In 1997 Rubin taught an Oral History workshop for a community college in Brighton Beach Brooklyn. Her students, all Russian immigrants in their 60’s and 70’s provided the original inspiration for STALINA. While writing the STALINA she was invited to the Summer Literary Seminar’s program in St. Petersburg, Russia. There she studied with Robert Creeley, Jonathan Baumbach and Robert Olmstead, read at the legendary Stray Dog Café, and researched her novel by conducting interviews and visiting sites in and around St. Petersburg. She furthered her fiction studies with Jackson Taylor at the New School and Elizabeth Gaffney through Media Bistro. She entered the manuscript for STALINA in the Amazon Debut Novel Award Contest 2009. This is how the novel came to be published. Her fiction has also been published in the Red Rock Review, Confrontations and Happy, and she is a past nominee for the Pushcart Prize.

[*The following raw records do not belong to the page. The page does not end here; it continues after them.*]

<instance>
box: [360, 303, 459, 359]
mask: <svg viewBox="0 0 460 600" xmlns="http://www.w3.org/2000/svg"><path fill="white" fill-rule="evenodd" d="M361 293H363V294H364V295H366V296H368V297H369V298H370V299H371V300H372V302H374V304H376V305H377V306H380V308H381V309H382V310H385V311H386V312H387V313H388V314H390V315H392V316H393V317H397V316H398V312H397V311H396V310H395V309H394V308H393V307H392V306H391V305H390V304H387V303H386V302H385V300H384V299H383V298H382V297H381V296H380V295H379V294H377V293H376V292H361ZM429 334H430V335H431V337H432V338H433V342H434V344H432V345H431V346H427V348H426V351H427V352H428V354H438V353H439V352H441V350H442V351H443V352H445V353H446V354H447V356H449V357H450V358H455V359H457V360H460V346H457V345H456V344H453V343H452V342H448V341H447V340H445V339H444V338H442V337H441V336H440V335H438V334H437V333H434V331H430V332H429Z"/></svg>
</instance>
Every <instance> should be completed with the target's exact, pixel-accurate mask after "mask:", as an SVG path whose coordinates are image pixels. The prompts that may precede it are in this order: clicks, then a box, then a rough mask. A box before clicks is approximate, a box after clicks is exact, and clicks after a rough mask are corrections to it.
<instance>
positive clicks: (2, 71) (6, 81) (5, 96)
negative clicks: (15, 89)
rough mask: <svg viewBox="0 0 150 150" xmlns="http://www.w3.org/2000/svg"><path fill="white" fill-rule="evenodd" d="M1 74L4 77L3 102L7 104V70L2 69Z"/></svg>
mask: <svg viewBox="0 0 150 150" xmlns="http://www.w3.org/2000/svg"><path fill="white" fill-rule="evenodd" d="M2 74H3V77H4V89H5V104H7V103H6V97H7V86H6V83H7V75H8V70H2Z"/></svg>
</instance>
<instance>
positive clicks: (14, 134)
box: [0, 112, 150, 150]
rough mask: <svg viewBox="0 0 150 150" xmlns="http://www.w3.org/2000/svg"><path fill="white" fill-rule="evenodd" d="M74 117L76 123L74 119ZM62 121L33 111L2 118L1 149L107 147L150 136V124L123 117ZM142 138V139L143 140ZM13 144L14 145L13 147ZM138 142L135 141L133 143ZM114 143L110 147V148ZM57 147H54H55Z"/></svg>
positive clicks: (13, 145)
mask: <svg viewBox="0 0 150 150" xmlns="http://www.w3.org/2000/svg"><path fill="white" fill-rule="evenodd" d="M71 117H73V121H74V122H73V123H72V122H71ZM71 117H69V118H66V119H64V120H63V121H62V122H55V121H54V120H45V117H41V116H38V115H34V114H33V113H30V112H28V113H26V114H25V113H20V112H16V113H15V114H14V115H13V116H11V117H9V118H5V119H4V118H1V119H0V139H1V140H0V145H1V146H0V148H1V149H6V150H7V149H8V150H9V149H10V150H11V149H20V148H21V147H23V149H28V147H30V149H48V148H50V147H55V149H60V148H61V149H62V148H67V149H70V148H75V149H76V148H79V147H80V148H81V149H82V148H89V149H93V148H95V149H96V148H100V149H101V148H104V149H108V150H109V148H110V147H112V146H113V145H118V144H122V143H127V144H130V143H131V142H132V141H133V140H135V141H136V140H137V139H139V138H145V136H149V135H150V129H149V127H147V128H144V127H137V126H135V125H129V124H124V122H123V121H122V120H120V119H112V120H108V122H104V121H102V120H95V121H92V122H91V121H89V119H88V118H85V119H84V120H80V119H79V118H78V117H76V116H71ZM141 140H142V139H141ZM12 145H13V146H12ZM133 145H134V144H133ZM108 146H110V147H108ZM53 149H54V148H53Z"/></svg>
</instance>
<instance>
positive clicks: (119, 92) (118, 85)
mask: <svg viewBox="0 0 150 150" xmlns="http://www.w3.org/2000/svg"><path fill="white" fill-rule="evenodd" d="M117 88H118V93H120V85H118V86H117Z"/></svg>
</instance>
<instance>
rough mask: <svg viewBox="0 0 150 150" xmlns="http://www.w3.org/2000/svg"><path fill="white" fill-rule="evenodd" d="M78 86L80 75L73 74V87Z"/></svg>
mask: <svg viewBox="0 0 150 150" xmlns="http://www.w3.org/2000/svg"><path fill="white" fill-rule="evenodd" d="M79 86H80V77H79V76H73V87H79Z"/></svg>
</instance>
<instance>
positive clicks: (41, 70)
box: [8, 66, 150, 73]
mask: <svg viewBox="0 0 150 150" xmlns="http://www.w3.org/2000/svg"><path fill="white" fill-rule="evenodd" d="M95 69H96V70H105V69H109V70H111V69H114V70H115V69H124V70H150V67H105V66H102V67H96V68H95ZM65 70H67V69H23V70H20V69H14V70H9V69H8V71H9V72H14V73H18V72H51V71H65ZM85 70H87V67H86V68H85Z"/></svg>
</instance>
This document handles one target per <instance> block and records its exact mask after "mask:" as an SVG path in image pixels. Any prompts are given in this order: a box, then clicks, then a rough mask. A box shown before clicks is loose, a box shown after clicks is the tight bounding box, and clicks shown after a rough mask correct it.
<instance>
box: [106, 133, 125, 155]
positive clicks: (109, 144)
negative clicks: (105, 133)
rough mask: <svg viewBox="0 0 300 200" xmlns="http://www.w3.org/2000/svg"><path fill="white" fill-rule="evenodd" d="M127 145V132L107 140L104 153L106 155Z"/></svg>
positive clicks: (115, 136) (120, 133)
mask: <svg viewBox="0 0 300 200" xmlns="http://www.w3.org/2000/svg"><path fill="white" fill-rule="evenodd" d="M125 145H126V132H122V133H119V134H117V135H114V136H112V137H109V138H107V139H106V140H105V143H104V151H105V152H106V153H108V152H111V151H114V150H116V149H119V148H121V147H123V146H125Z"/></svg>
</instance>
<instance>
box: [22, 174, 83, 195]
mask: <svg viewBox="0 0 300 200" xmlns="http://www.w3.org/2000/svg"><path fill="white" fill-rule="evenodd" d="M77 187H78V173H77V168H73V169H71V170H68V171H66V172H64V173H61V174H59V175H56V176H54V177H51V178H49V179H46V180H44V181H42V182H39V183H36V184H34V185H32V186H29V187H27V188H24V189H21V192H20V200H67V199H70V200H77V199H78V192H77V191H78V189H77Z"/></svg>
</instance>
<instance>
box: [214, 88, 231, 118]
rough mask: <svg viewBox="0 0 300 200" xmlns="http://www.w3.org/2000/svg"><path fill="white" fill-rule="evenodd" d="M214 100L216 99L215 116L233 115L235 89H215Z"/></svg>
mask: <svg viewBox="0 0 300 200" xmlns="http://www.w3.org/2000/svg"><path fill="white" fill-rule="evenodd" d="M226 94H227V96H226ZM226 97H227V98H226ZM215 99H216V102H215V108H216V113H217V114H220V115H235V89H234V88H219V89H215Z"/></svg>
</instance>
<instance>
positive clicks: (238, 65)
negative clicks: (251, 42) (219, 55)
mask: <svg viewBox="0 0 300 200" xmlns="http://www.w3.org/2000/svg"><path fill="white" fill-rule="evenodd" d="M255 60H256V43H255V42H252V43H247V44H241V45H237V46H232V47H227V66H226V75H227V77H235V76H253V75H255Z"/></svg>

In 2005 Rubin co-founded Dirty Laundry: Loads of Prose, a reading series that takes place in working Laundromats around the country, and under the auspices of Rubin’s Wash and Dry Productions there have been more than 30 readings hosting more than 100 writers. The series has been covered extensively by the media and has received funding from several public agencies.
Since 1993 Rubin has worked as a broadcast professional in television as a stage manager and producer for the Food Network, VH1, MTV, Nickelodeon, History Channel, A&E, ABC, NBC, PBS, Fox News, Bravo, Oxygen, ARTE (France) and others.